Prediction Calculator (Table Analysis Tools for Excel)

Topic Status: Some information in this topic is preview and subject to change in future releases. Preview information describes new features or changes to existing features in Microsoft SQL Server 2016 Community Technology Preview 2 (CTP2).

Prediction Calculator tool

The Prediction Calculator tool helps you create a scorecard that can be used to analyze new data and evaluate options or risk. For example, if you have historical and demographic data about customers, the Prediction Calculator tool can help you with two key tasks:

  • Generating an underlying analysis of demographics, purchasing behavior, and various other factors.

  • Creating a working scorecard that helps you evaluate members and make recommendations for new products or service offerings.

The wizard also creates a worksheet that stores all the underlying calculations, so that you can interact with the model and see how different input values affect the final score.

If you choose, the wizard can also create a printed version of the worksheet that you can use for offline scoring. You cannot interact with the model as you can with the online Excel workbook, but the printed version provides all the calculations that you need to enter values and compute a final score.

Using the Prediction Calculator Tool

  1. Open an Excel table that contains the data you want to analyze.

  2. Click Prediction Calculator on the Analyze tab.

  3. In the Prediction Calculator dialog box, for Target, choose the column that you want to predict, such as purchasing behavior.

  4. Specify the targeted value. If the value is numeric, use the option In range, and then type the minimum and maximum values for the desired range. If the value is discrete, select the Exactly option, and then select the value from the dropdown list.

  5. Click Choose columns to use for analysis.

  6. In the Advanced Column Selection dialog box, select columns that have useful information. Remove any columns that are not relevant to the analysis. Click OK.
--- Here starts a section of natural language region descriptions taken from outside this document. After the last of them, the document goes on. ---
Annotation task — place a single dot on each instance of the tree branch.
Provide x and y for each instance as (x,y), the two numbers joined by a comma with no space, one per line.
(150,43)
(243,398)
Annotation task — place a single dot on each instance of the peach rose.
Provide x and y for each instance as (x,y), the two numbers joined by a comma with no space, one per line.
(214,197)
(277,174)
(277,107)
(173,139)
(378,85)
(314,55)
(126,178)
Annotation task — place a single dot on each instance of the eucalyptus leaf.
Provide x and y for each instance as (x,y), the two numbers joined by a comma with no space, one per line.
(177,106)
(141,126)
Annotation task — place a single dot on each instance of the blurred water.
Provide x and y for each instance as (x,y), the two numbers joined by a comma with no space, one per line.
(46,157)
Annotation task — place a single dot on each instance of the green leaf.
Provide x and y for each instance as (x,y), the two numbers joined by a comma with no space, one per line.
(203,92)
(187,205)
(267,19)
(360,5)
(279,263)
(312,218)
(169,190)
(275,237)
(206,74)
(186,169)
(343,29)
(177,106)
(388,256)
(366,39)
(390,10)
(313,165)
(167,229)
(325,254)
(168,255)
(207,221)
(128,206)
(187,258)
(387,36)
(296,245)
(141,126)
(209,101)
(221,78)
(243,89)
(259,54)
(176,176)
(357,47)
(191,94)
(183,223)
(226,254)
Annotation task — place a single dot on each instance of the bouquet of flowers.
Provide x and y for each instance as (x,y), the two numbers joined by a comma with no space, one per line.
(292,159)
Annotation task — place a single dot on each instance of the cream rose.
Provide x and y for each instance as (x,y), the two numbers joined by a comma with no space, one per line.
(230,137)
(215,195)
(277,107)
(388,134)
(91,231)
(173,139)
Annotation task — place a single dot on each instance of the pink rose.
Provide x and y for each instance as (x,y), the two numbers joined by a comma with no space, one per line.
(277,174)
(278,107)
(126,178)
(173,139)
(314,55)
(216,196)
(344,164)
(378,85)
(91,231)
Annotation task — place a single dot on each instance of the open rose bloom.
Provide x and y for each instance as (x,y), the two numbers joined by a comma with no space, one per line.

    To avoid skewing the results, you should also remove columns that have duplicate information. For example, if you have an Income column that contains numeric data, and an Income Group column that contains the labels High, Medium, and Low, you should not include both columns in the same model. Instead, you could create a separate model for each column.

  7. In the Output Options section, select Operational Calculator to create the analysis and scorecard within an Excel workbook. Select Printer-ready Calculator to create the analysis and also generate a report that can be printed and used for scoring by hand.

  8. Click Run.

    The tool creates new worksheets that contain the reports and scorecards.

Requirements

The Prediction Calculator tool uses the Microsoft Logistic Regression algorithm, which can work with discrete values, as well as discretized and continuous numeric data.

Understanding the Scoring Reports

If you select both output options, the Prediction Calculator creates the following three new worksheets within the current workbook:

  • A Prediction Report that contains the results of analysis, complete with interactive tables and graphs that help you experiment with interactions and profits.

  • An interactive Prediction Calculator that helps you create scores.

  • A Printable Calculator with instructions and coefficients to use in scoring.

  • This section describes the information in each report and how to use the various report options.

Prediction Report with Graphs

The first prediction report is titled Prediction Calculator Report for the <target state> of <target attribute>. It contains a table of factors derived from analysis, together with tools to help you assess the financial impact of a particular analysis.

Table for Specifying Costs and Profits

The first tool in this report, in the upper left-hand side of the report, is a table where you can specify the costs and profits associated with correctly and incorrectly predicting a value. These costs and profits are needed to compute the optimum score threshold for the calculator.

Item

Description and example

False Positive Cost

Cost of assuming the model predicted a positive result correctly when actually the prediction is wrong.

For example, the model predicts that a customer will purchase something, and based on that you devise a campaign to target that customer. You might enter the cost of outreach to the customer here.

False Negative Cost

Cost of assuming the model predicted a negative correctly when actually the prediction is wrong.

For example, the model might predict that older customers are unlikely to purchase a bike, but you find that the model was skewed and as a result you missed a chance to target older customers. You might assign a missed opportunity cost here.

True Positive Profit

Profit from correctly predicting a positive result. For example, if you target the right customers and outreach results in a sale, you would enter the per-customer profit here.

True Negative Profit

Profit from correctly predicting a negative result.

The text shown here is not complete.